On average, dealers spend $1,500 reconditioning a used car, but it can run far higher depending on the vehicle’s age, brand, condition, and whether it’s a certified pre-owned model.
Additionally, dealers pay to have cars fully detailed before they go on sale, costing around $100 per unit.
Acquisition Fees
Many used vehicles come from wholesale auctions that charge dealers fees just to participate. These auction fees typically run approximately $400 per car.
Plus, dealers incur transportation fees to shuttle purchased vehicles from often distant auction sites back to their lots, which generally add another $200 per car.
Inventory Carrying Costs
For each vehicle occupying lot space waiting for sale, dealers face daily inventory carrying costs covering aspects like their floorplan loans, overhead, capital costs, and indirect expenses.
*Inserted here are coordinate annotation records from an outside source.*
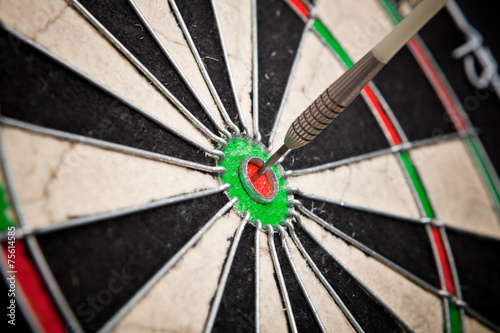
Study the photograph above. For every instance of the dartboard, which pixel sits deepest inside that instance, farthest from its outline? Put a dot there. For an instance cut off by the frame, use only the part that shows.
(128, 132)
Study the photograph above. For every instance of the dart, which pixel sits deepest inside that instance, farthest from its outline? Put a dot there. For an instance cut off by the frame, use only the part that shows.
(347, 87)
(131, 131)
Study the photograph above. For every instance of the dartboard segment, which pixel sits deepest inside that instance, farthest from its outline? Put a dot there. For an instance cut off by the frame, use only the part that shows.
(235, 24)
(237, 306)
(68, 36)
(402, 242)
(478, 269)
(456, 202)
(272, 316)
(418, 308)
(39, 90)
(56, 180)
(326, 305)
(368, 313)
(119, 19)
(357, 131)
(480, 104)
(142, 244)
(200, 24)
(279, 35)
(181, 299)
(378, 184)
(418, 111)
(305, 317)
(167, 33)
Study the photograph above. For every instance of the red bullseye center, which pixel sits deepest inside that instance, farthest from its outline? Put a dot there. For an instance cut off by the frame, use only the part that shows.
(261, 184)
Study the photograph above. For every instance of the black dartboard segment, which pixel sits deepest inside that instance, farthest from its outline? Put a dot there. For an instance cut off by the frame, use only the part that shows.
(198, 15)
(237, 309)
(402, 242)
(354, 133)
(478, 270)
(412, 98)
(302, 313)
(120, 19)
(100, 266)
(38, 90)
(482, 106)
(370, 315)
(279, 31)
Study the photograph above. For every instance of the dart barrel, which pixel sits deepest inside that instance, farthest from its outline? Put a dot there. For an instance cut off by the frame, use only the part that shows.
(332, 102)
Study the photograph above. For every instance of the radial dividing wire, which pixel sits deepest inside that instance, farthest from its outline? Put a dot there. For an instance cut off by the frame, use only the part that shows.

Domestic cars cost dealers roughly $40 per day to hold in inventory.
The carrying costs underscore the importance of efficient inventory management and turnover to protect profit margins.
Depreciation Impact
The big gorilla, however, is depreciation. Used cars can easily shed 20% of value in their first year and 40% over five years.
These drastic valuation drops not only slash potential resale pricing but also eat away at dealers’ bottom lines the longer vehicles remain unsold.
Toyota models are particularly known for strong resale values and lower depreciation versus domestic counterparts, making them more profitable used inventory.
Strategies to Trim Expenses
To help minimize inventory-related expenses, dealers employ various strategies:
- Accurately price cars based on real-time market demand data to attract buyers
- Streamline reconditioning to get cars retail-ready faster
- Carefully assess acquisition decisions to pick inventory that sells quickly
- Leverage expert appraisers to accurately forecast resale valuations
- List cars online to expand visibility and sales opportunities
Conclusion For Dealer Costs
The exact cost of keeping a specific used car on the lot varies widely depending on its acquisition price, reconditioning needs, brand, age, mileage, and other factors.
But broadly, dealers face significant inventory expenses that grow daily until vehicles ultimately sell. Understanding these key monetary motivators can better inform consumer negotiations.